World Kidney Day 2013: One Man’s Selfless Gift

By: Sarah Weber

Gerald “Jerry” Ivory is one of more than 600,000 Americans diagnosed with polycystic kidney disease (PKD),  a genetic illness that caused his kidneys to enlarge so badly that he had to quit working, had difficulty breathing and going to the bathroom, and eventually had to have both kidneys removed, leaving him dependent on dialysis.

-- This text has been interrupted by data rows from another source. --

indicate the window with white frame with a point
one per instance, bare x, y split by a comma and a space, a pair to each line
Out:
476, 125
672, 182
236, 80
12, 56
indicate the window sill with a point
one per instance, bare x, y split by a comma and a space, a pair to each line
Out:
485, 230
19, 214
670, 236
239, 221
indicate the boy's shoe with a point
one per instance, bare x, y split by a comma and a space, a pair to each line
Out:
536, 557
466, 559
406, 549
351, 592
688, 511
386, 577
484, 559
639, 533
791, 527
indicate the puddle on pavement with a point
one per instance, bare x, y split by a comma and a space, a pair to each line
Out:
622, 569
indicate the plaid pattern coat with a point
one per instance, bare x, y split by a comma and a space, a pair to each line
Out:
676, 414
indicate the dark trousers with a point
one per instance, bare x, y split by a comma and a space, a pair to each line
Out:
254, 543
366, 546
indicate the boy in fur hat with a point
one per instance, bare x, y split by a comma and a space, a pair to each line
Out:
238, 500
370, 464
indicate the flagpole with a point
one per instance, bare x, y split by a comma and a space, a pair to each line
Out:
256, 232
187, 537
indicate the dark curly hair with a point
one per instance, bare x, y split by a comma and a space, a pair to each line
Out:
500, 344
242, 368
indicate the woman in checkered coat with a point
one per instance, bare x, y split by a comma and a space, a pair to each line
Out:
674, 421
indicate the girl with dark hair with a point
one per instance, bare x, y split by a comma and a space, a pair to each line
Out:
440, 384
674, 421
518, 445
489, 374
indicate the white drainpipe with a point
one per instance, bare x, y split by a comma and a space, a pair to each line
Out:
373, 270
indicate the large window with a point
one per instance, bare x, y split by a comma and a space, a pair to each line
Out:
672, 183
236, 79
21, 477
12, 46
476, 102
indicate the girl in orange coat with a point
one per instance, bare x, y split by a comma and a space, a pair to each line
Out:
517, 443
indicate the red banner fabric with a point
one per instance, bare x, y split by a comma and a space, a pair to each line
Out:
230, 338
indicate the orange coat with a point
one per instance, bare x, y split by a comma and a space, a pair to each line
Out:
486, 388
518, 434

“When they removed my kidneys, they weighed over 40 pounds and were larger than footballs,” Ivory said.
Realizing that dialysis was only a short-term solution, Jerry was placed on the transplant waitlist at UPMC. Though he knew living-donationwas an option, no one in his immediate family qualified to be his donor.
“I have two daughters and PKD is hereditary. I passed it on to one daughter, and her daughter, at four years old, already has cysts on her kidneys,” Ivory said. “My other daughter offered to donate her kidney, but I refused. I told her that her sister might need one and she needed to save hers.”
After more than three years on the waitlist, Jerry’s niece from Ohio came forward. Unfortunately, her medical history prevented her from being a donor. 
It was then that Steve Fields came into the picture.
Fields, a postal worker from Oklahoma, was introduced to Jerry through a mutual friend. Though they occasionally would speak on the phone, the two spent very little time together.
In February 2012, Fields was watching football and saw a commercial in which quarterback Tom Brady was endorsing organ donation. He called Ivory the next day.
“My wife and I talked about it and there was no doubt in my mind that this is what I wanted to do. She backed me 100 percent. Although family members were concerned, they were all supportive,” Fields said. 
Fields (left) and Ivory 
(right) after the transplant.
The transplant took place in May 2012. 
“When I opened my eyes in recovery after the transplant, I knew I was better. It was like I had a new pair of glasses,” Ivory said. “To [donate your organ] to a relative or close friend is one thing, but Steve wasn’t even a very close friend. It was a true blessing.”
Since the transplant, Ivory has been able to spend more time with his wife and family, without having to worry about extreme fatigue or dialysis.
“I’m doing way above average, I’m exceptional. There was not one hiccup throughout the transplant process, and it couldn’t have gone any smoother,” Ivory said.
His donor, Fields, can walk his normal eight to 12 miles a day carrying mail without a problem. “After about six weeks I went back to work. The only way I can tell this happened at all is if I look at the scars, other than that it’s been a full recovery,” he said.
Jerry feels extremely grateful and blessed that there are still good people like Steve who truly care about helping others.
“Of course now, Steve and I are closer than ever,” Ivory said. “We’re planning on driving to visit each other as soon as we can.”